Authentication Dependency
Create a reusable authentication dependency:
from fastapi import Depends, HTTPException
from fastapi.security import HTTPBearer
security = HTTPBearer()
token_manager = TokenManager("your-secret-key")
async def get_current_user(credentials = Depends(security)):
"""Get authenticated user from token"""
token = credentials.credentials
payload = await token_manager.verify_token(token)
user_id = payload.get("sub")
if not user_id:
raise HTTPException(status_code=401, detail="Invalid token")
return {"user_id": user_id, "permissions": payload.get("permissions", [])}
@app.get("/protected")
async def protected_endpoint(current_user = Depends(get_current_user)):
"""Protected endpoint example"""
return {"message": f"Hello user {current_user['user_id']}"}
This dependency can be reused across all protected endpoints.
Rate Limiting
Implement simple rate limiting:
import time
from collections import defaultdict, deque
class RateLimiter:
def __init__(self):
self.clients = defaultdict(lambda: deque())
async def is_allowed(self, client_id: str, max_requests: int = 100) -> bool:
"""Check if request is under rate limit"""
now = time.time()
client_requests = self.clients[client_id]

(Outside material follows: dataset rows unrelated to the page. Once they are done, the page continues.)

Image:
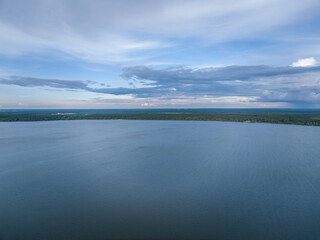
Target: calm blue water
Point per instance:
(159, 179)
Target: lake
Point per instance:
(122, 179)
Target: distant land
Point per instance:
(277, 116)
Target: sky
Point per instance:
(159, 54)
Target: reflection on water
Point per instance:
(159, 180)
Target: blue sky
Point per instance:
(159, 54)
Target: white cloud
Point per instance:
(115, 31)
(306, 62)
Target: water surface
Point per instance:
(159, 179)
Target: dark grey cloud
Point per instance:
(293, 85)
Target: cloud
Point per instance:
(306, 62)
(119, 31)
(148, 105)
(186, 85)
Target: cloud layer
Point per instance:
(119, 31)
(297, 86)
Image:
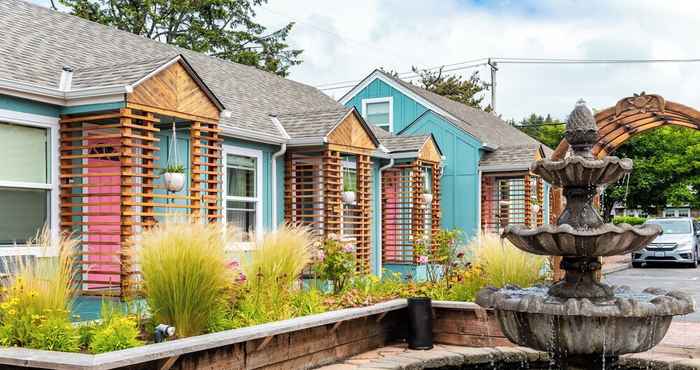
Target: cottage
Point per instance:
(91, 116)
(485, 183)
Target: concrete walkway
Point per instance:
(680, 348)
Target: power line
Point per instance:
(506, 60)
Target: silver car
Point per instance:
(677, 244)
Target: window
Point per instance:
(242, 190)
(25, 182)
(379, 112)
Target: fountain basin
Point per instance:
(564, 240)
(627, 323)
(576, 171)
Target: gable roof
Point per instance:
(314, 126)
(485, 127)
(43, 41)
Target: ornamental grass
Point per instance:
(37, 300)
(185, 275)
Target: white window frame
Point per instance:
(258, 199)
(388, 99)
(51, 124)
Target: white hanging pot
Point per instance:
(349, 197)
(174, 181)
(535, 208)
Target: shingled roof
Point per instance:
(484, 126)
(42, 41)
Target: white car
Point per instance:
(677, 244)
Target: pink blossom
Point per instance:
(234, 264)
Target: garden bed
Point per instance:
(299, 343)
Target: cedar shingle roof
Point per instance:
(41, 41)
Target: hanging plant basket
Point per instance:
(349, 197)
(174, 178)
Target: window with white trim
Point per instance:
(25, 182)
(378, 112)
(242, 195)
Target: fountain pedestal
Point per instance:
(584, 323)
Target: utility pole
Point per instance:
(494, 68)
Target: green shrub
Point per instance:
(55, 333)
(38, 299)
(185, 274)
(632, 220)
(118, 333)
(335, 262)
(272, 271)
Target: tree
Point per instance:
(666, 171)
(469, 91)
(221, 28)
(546, 130)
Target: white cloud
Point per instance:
(346, 40)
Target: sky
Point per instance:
(345, 41)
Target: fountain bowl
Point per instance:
(627, 323)
(578, 171)
(565, 240)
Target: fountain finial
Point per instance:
(581, 130)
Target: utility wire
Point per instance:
(505, 60)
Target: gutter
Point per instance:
(276, 155)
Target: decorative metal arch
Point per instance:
(634, 115)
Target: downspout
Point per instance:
(279, 153)
(381, 245)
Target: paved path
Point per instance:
(666, 277)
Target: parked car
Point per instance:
(679, 243)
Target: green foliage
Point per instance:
(666, 171)
(438, 253)
(185, 274)
(335, 262)
(38, 299)
(173, 168)
(470, 91)
(221, 28)
(546, 130)
(55, 333)
(632, 220)
(274, 267)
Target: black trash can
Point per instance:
(420, 323)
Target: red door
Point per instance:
(102, 261)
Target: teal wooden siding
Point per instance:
(266, 191)
(459, 185)
(405, 109)
(28, 106)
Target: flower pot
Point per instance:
(420, 323)
(174, 181)
(349, 197)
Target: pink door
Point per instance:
(103, 230)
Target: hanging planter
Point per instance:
(349, 194)
(174, 177)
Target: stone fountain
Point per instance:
(581, 321)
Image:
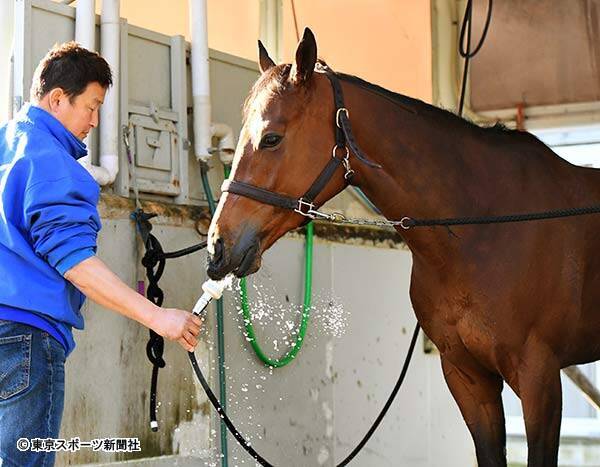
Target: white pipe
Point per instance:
(85, 35)
(200, 79)
(6, 49)
(109, 113)
(226, 141)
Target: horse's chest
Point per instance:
(460, 329)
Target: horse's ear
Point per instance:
(306, 57)
(264, 61)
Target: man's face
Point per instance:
(81, 115)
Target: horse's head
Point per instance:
(285, 142)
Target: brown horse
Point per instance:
(505, 302)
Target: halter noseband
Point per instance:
(344, 139)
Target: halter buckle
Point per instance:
(337, 116)
(345, 161)
(305, 208)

# Remove old requests (older than 60 seconds)
while client_requests and client_requests[0] < now - 60:
client_requests.popleft()
# Check limit
if len(client_requests) < max_requests:
client_requests.append(now)
return True
return False
rate_limiter = RateLimiter()
async def rate_limit_middleware(request, call_next):
"""Rate limiting middleware"""
client_ip = request.client.host
if not await rate_limiter.is_allowed(client_ip):
raise HTTPException(status_code=429, detail="Rate limit exceeded")

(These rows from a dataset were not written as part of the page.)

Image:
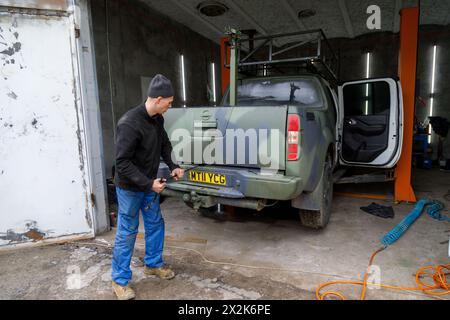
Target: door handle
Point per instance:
(212, 124)
(351, 122)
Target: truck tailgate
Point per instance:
(252, 137)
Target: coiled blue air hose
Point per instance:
(434, 211)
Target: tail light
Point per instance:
(293, 136)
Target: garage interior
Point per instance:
(242, 253)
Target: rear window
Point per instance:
(269, 92)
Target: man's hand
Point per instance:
(158, 186)
(177, 173)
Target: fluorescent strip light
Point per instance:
(368, 65)
(183, 80)
(367, 86)
(214, 81)
(433, 82)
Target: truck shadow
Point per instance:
(280, 211)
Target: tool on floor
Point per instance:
(438, 274)
(379, 210)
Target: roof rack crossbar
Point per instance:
(326, 65)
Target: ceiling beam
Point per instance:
(249, 19)
(293, 15)
(196, 16)
(346, 17)
(398, 7)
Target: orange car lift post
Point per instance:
(225, 72)
(409, 31)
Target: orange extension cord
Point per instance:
(437, 273)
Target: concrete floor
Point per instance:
(245, 255)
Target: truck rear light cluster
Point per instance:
(293, 136)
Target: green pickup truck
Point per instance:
(282, 141)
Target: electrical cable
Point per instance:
(439, 273)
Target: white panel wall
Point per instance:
(44, 182)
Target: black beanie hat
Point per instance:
(160, 86)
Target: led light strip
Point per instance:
(433, 79)
(183, 79)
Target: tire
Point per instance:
(320, 218)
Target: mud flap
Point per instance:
(310, 200)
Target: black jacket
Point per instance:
(140, 143)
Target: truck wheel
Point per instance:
(319, 219)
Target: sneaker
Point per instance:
(162, 272)
(123, 292)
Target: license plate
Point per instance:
(207, 177)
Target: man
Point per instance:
(141, 141)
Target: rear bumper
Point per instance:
(241, 183)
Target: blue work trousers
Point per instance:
(130, 203)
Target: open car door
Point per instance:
(371, 122)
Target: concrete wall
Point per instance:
(142, 43)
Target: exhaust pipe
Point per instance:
(209, 201)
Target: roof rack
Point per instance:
(309, 49)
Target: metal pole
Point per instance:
(234, 61)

return await call_next(request)
This provides basic protection against abuse without complex dependencies.
Secure Database Queries
Always use parameterized queries:
import asyncpg
async def get_user_safely(user_id: str):
"""Safe database query with parameters"""

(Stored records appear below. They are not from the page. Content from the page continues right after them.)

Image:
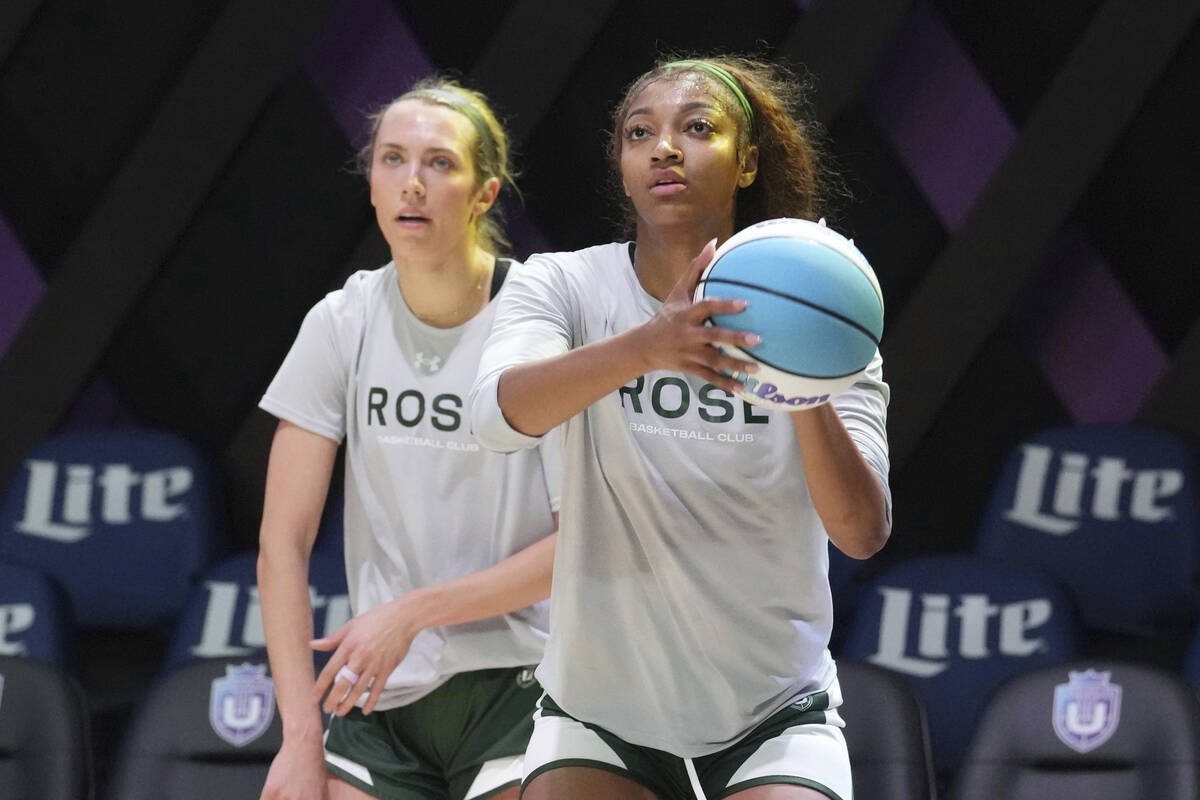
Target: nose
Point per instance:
(411, 185)
(665, 150)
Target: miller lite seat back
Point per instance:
(1111, 510)
(887, 734)
(955, 627)
(222, 617)
(35, 620)
(1103, 731)
(45, 740)
(124, 519)
(205, 731)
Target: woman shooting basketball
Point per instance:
(691, 607)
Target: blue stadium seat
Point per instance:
(222, 618)
(35, 620)
(205, 731)
(955, 627)
(887, 734)
(124, 521)
(45, 740)
(1096, 729)
(1111, 511)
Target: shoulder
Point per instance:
(358, 293)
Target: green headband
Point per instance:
(445, 97)
(726, 78)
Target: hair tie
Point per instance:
(726, 78)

query = "SELECT id, username, email FROM users WHERE id = $1"
async with db_pool.acquire() as conn:
row = await conn.fetchrow(query, user_id)
return dict(row) if row else None
async def search_users_safely(search_term: str):
"""Safe search with input validation"""
if not search_term or len(search_term) > 100:
return []
query = """
SELECT id, username, email
FROM users
WHERE username ILIKE $1
LIMIT 50
"""
async with db_pool.acquire() as conn:
rows = await conn.fetch(query, f"%{search_term}%")
return [dict(row) for row in rows]
Never concatenate user input directly into SQL queries.
Security Headers
Add essential security headers:
async def security_headers_middleware(request, call_next):
"""Add security headers to responses"""
response = await call_next(request)
response.headers["X-Content-Type-Options"] = "nosniff"
response.headers["X-Frame-Options"] = "DENY"
response.headers["X-XSS-Protection"] = "1; mode=block"
return response
app.middleware("http")(security_headers_middleware)
These headers provide basic protection against common web vulnerabilities.
Summary
Security in async applications requires:
Essential Practices
- Input Validation: Validate all user inputs with Pydantic
- Password Security: Use bcrypt with async thread pools
- Token Management: Implement secure JWT handling
- Rate Limiting: Protect against abuse and DDoS
- Database Security: Always use parameterized queries
- Security Headers: Add protective HTTP headers
Key Principles
- Never trust user input
- Use async-safe security libraries
- Implement defense in depth
- Monitor and log security events
- Keep dependencies updated
Each security measure builds upon the others to create a robust defense system for your async applications.